Contrariamente a quanto si è creduto per secoli, l’Alchimia non è una somma di processi volti al perfezionamento della Natura, in quanto realtà decaduta e non riscattabile. In Natura tutto è già presente, è solo sufficiente portarlo allo scoperto, nella Luce dello Stato Naturale dei Tre Regni. In una parola: perfeziono solo il mezzo, mentre il fine rimane puro nel suo stato naturale. Vi è poi una profonda interazione tra i meccanismi ermeneutici e la dinamica della Tradizione. Se volessimo sintetizzare il significato e il carattere della Tradizione alchemica, potremmo dire che:
si tratta di una Tradizione viva che si esprime in varie forme: Tradizione orale, plastico-visiva, letteraria minore e maggiore, mitica, poetica e interpretativa-attualizzante, tutte in forte interazione tra loro;
si tratta di una Tradizione che già nel suo formarsi manifesta una coscienza piena della canonicità operativa e sperimentale.
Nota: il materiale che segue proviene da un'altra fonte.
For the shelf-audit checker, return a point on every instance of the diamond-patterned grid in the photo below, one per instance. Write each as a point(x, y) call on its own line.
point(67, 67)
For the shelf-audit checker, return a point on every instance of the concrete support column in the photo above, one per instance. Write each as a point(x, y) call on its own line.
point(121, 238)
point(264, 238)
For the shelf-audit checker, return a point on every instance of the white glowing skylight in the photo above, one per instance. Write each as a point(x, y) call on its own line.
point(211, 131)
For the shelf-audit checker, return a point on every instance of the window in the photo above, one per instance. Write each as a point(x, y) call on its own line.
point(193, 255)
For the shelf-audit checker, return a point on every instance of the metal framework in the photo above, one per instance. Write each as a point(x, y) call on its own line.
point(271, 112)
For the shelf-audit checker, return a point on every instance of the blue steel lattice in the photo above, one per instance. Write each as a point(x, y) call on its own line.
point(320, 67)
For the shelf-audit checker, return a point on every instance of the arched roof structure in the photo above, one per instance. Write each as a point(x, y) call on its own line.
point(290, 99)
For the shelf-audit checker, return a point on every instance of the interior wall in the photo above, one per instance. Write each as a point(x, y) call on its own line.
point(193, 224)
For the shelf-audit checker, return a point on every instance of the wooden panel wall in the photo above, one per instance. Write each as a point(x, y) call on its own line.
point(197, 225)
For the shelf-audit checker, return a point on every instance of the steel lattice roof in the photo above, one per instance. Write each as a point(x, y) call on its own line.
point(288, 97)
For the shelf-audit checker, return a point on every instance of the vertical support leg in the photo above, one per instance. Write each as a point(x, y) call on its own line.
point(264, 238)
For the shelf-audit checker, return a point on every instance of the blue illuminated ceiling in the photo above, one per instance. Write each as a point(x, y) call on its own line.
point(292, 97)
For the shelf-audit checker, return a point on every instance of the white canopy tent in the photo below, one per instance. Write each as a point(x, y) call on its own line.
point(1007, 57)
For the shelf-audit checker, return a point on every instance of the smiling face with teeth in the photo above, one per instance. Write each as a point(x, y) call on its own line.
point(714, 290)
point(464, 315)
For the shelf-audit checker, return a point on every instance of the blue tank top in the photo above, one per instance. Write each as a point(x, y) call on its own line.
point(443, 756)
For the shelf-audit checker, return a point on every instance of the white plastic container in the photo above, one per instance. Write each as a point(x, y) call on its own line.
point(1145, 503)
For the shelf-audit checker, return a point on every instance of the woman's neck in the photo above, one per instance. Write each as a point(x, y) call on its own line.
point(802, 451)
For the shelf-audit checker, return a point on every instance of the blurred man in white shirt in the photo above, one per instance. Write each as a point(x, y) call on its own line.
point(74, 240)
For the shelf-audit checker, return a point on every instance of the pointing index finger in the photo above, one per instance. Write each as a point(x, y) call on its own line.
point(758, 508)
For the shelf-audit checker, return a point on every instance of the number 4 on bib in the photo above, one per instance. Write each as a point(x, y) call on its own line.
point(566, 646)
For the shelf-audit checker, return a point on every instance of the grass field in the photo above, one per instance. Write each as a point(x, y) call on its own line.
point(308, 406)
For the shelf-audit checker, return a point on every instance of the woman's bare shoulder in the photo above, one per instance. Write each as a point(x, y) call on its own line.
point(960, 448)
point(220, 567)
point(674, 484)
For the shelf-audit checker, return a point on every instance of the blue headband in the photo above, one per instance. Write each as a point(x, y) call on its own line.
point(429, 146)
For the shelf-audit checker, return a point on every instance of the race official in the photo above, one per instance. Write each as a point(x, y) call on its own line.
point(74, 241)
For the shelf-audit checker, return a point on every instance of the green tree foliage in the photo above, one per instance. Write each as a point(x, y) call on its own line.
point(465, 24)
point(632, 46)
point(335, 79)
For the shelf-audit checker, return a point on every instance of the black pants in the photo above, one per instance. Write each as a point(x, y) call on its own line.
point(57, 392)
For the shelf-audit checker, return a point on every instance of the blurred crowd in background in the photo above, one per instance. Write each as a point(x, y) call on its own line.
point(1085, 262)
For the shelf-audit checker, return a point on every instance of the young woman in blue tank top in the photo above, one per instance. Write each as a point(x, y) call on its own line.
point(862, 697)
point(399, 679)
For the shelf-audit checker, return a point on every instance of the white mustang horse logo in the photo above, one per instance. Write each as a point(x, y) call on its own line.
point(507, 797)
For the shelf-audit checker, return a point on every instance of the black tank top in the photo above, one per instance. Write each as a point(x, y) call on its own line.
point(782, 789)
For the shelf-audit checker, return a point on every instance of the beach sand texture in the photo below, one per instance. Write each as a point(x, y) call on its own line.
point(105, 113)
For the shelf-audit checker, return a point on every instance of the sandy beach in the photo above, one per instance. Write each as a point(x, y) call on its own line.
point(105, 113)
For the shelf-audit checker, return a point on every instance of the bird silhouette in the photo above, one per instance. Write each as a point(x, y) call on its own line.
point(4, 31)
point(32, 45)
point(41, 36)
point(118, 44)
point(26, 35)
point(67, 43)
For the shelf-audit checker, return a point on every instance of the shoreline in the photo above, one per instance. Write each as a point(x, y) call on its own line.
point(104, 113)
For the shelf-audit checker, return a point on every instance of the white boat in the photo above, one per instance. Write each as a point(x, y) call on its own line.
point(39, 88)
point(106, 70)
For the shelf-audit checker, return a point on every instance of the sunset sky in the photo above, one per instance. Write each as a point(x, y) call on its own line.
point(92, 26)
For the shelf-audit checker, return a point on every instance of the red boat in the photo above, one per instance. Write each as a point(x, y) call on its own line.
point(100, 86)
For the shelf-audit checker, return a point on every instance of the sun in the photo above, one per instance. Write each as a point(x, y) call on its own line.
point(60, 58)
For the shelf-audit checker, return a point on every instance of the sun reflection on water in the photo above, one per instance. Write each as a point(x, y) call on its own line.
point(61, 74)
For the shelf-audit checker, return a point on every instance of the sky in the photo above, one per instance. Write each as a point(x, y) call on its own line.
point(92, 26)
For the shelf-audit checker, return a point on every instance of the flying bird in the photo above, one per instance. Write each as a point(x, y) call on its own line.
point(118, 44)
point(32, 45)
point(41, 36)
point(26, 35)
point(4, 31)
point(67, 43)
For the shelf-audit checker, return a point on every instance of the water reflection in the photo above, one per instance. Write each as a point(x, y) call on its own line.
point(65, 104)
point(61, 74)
La coscienza della canonicità interferisce costantemente nella formazione letteraria e artistica stessa dei testi classici. Essi, siano immagini che letteratura, scaturiscono direttamente dall'autorità dell'esperienza di Laboratorio anche se spesso non totalmente giunta ai risultati finali e definitivi;
l'ambiente di questa multiforme Tradizione è la vita stessa dell'Alchimista, le sue scelte esistenziali definitive, il proprio grado di maturazione spirituale e tecnico-scientifica, il resoconto dei contenuti della Ricerca;
il contenuto della Tradizione è determinato fin dall'inizio da una profonda coscienza dell'Elezione speciale al rango di Inquisitore di Scienza ; viene poi arricchito grazie alla profonda e ostinata ricerca sperimentale; subisce reinterpretazioni ed evoluzioni di metodo grazie alla progressione feconda espressa dai risultati concreti di Laboratorio e dal loro valore fine e, dopo la fissazione dei testi, trasmette sopratutto l'esegesi autentica dei Classici.

La Tradizione combina poi due caratteri complementari.
1. Da una parte la stabilità : i suoi elementi fondamentali sono dinamici, in materia di consapevolezza tecnica, di fini specifici, di epistemologia generale, di deontologia ed etica scientifica (chi pensa che in Alchimia non esistano regole, non ha capito nulla di questa disciplina).
2. Dall'altra parte, il progresso: le tecniche operative, di ricerca e i criteri di Laboratorio si sviluppano, a misura che nuovi ricercatori completano l'opera dei loro predecessori in funzione dei bisogni concreti richiesti dalle metodologie di sintesi e dalle scoperte ad esse relative.

Con ciò sappiamo già, per esserci stato comunicato ampiamente da Fulcanelli (che sia più o meno un personaggio storico può interessare solo a chi deve difendere scuole di pensiero), che attraverso una unica analisi filologica del testo le operazioni dell'Opera, comunque e in qualunque caso, possono essere comprese solo marginalmente e in modo alquanto periferico. Ciò dovrebbe bastare a molti che si ostinano a cercare nella Cabala Fonetica lo strumento interpretativo. Del resto, gli aspetti fondamentali dell'Alchimia sono per lo più racchiusi all'interno dell'universo meraviglioso delle interazioni tra cause e fenomeni, vere chiavi di volta di tutta la Grande Opera, che solo il Laboratorio, lo abbiamo già visto, può disvelare.
Ammettendo la categoria della comunicabilità dei dati si ammette necessariamente anche quella dell’intelligibilità dell’oggetto e quindi la sua oggettività. La Scienza Alchemica non presenta allora, a questo stadio della Ricerca, il risultato di analisi che scaturiscono da dettati simbolici facenti fede su cosmologie non verificate, ma informazioni e dati che provengono dalla Ricerca scientifica. Ogni punto specifico dell’elenco in questione può diventare una definizione di Alchimia, articolata è vero, ma sempre capace di illustrare pienamente il dato significante. Tutti questi elementi possono essere condensati in una formula che esprima sinteticamente la natura della Scienza Alchemica, la sua funzione e gli scopi per cui è realizzata. Si potrà allora definire la Alchimia come l’autocoscienza riflessa dell’Universo unitario Uomo-Cosmo-Materia, emergente dall’indagine sperimentale congiunta delle diverse Discipline costituenti l’umano sapere, che diventa risposta personale, in una motivata decisione di acquisire piena coscienza del proprio esistere.
Come ogni definizione anche questa è segnata dalla contingenza del linguaggio e dal limite che ogni definizione, per sua natura, possiede. In essa tuttavia si possono ritrovare e riconoscere tutti gli elementi essenziali che costituiscono la Alchimia come è stata descritta in questa sede.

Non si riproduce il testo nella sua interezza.